Médée**, Corneille

Quand les Argonautes arrivent en Colchide* pour conquérir la Toison d'or, ils se heurtent à l'hostilité du roi Æetès, gardien du trésor. Mais sa fille, Médée, s'éprend de Jason et use de sa magie pour l'aider à conquérir la Toison d'or. Elle trahit alors son père, prend la fuite avec son amant et n'hésite pas à tuer son frère, lancé à leur poursuite. Mais elle est abandonnée par Jason qui lui préfère la jeune Créuse, la fille du roi Créon.
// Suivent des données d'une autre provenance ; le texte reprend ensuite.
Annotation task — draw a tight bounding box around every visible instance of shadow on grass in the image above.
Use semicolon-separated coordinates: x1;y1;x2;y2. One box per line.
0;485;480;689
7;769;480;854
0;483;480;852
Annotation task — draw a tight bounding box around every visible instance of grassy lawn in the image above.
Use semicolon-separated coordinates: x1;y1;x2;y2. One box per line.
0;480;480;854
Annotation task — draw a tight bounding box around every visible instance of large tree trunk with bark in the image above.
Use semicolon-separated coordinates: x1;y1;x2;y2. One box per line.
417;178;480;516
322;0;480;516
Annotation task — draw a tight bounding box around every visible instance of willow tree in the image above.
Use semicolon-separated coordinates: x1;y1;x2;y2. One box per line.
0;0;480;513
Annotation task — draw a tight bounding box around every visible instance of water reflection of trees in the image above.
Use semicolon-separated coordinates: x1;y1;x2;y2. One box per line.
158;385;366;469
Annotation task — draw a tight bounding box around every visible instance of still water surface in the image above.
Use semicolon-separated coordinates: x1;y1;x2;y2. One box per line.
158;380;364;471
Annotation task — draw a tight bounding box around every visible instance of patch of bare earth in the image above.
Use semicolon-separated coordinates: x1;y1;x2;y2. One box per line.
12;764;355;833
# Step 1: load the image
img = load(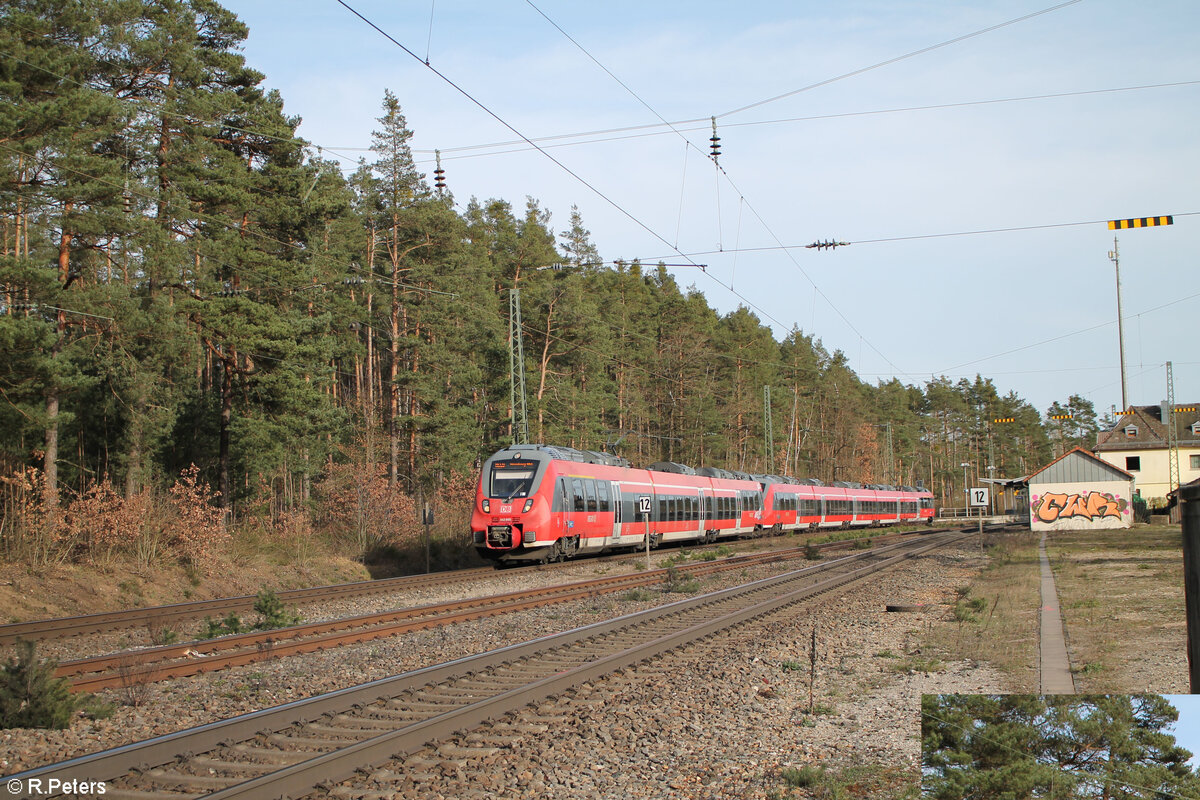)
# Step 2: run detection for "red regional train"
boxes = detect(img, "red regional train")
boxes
[470,445,934,564]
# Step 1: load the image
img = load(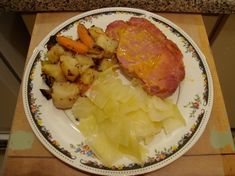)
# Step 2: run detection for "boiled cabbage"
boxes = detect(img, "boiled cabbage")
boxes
[72,68,185,166]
Médée connaît alors un tel désir de vengeance qu'elle se dit prête à tuer ses propres enfants pour se venger de son ancien amant. 

* terme ancien, utilisé pour désigner l'ensemble des anciennes tribus qui vivaient sur la côte orientale de la mer Noire jusqu'à une ville de Turquie, Giresun (anciennement nommée « Cerasus »).

Acte V, Scène 2

MÉDÉE

Est-ce assez, ma vengeance, est-ce assez de deux morts ?
Consulte avec loisir1 tes plus ardents transports2.
Des bras de mon perfide arracher une femme,
Est-ce pour assouvir les fureurs de mon âme ?
Que n’a-t-elle déjà des enfants de Jason,
Sur qui plus pleinement venger sa trahison !
Suppléons-y des miens ; immolons3 avec joie
Ceux qu’à me dire adieu Créüse me renvoie :
Nature, je le puis sans violer ta loi ;
Ils viennent de sa part, et ne sont plus à moi.
Mais ils sont innocents ; aussi l’était mon frère ;
Ils sont trop criminels d’avoir Jason pour père ;
Il faut que leur trépas redouble son tourment ;
Il faut qu’il souffre en père aussi bien qu’en amant.
Mais quoi ! j’ai beau contre eux animer4 mon audace,
La pitié la combat, et se met en sa place :
Puis, cédant tout à coup la place à ma fureur,
J’adore les projets qui me faisaient horreur :
De l’amour aussitôt je passe à la colère,
Des sentiments de femme aux tendresses de mère.
Cessez dorénavant, pensers irrésolus,
D’épargner des enfants que je ne verrai plus.
Chers fruits de mon amour, si je vous ai fait naître,
Ce n’est pas seulement pour caresser un traître :
Il me prive de vous, et je l’en vais priver.
Mais ma pitié renaît, et revient me braver ;
Je n’exécute rien, et mon âme éperdue
Entre deux passions demeure suspendue.
N’en délibérons plus, mon bras en résoudra5.
Je vous perds, mes enfants ; mais Jason vous perdra ;
Il ne vous verra plus… Créon sort tout en rage ;
Allons à son trépas joindre ce triste ouvrage.